In 1992, California Humanities responded to the civil unrest sparked by the acquittals of the policemen involved in the Rodney King beating by bringing an award-winning intergenerational family literacy program to some of the low-income communities in Los Angeles most affected by the uprising. Motheread, a national program originally developed by the North Carolina Humanities Council, supported families by enabling mothers (parents) and children to read and talk about themes in children’s literature, strengthening family ties, promoting good communication skills, and providing a lifelong habit of reading.
“It was an unusual role for California Humanities to play,” recalls Karen Mack, the first Motheread Project Coordinator, referring to the series of innovative partnerships with social services agencies used to deliver the program. In the initial pilot, California Humanities provided the curriculum and resources (books, trainings, ongoing support) to its partner El Nido Public Services, which had established deep relationships in the community over its work with local families for several decades and provided an eager and receptive clientele for the program. For Mack, “This program provided an answer to the question of how we can bring the humanities into the lives of everyday people.”
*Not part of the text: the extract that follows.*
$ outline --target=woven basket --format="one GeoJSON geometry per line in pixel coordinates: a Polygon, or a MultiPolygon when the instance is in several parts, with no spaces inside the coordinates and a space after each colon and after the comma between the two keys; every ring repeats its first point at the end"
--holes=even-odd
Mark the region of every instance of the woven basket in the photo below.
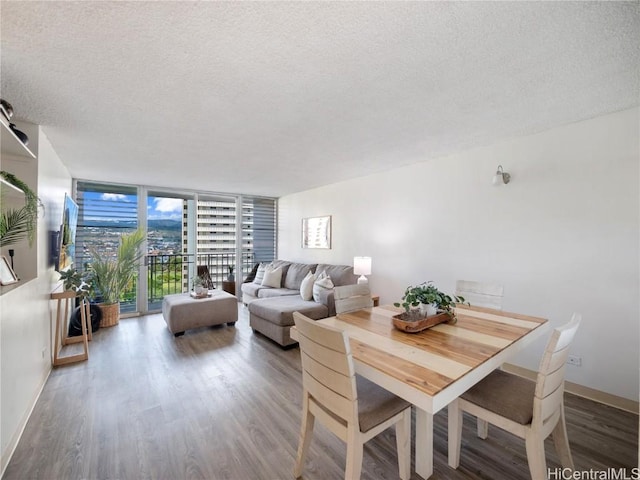
{"type": "Polygon", "coordinates": [[[99,303],[98,307],[102,310],[100,328],[115,327],[120,321],[120,303],[99,303]]]}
The program continued to grow over a ten-year period, in collaboration with social service agencies throughout Southern California and with the support of regional funders. Project Manager Debra Coleman, who oversaw its expansion over the next seven years, felt the program opened the door to literacy for both children and parents. She describes literacy as a room with several doors “that can be entered through reading, writing, speaking, or listening; the goal is to find the doorway in because it is when you are in that room that you can have conversations that are really thinking and solving.”